Jasper, who is fascinated with her Cockney “directness”, is determined to find the perpetrator of the deed. In fact, one of the terrorists turns up at the memorial service for the dead at St Paul’s, and has a son (Usman Khokhar) whom the mother incredibly meets and befriends.

Added to all that, Matthew Macfadyen plays a high-ranking police officer, head of the terror unit, who, despite the disaster, apparently has time to pester the distraught mother and even take her away to his caravan by the sea.

Jasper tries to keep in touch with his lover but she, naturally enough, now resists. And there is an extended sequence when she imagines she is still with her son in the flat.

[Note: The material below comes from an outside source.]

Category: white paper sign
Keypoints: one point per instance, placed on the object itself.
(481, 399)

There are so many unlikely things in Incendiary that its competent direction, decent acting and eerily relevant subject matter count for less than they should. Williams does well under trying circumstances, giving her grief about her son the ring of truth. She’s better, at any rate, than McGregor, who glides through his part on autopilot.

Maguire, who also wrote the screenplay, taken from Chris Cleave’s book (which came out on the morning of the 7/7 London bombings), never manages to convince us that the plot holds together.  

While individual scenes work well, the whole simply defies belief. And, because of this, the final polemic which suggests that London, constantly renewing itself, will never be defeated, simply appears hopelessly sentimental.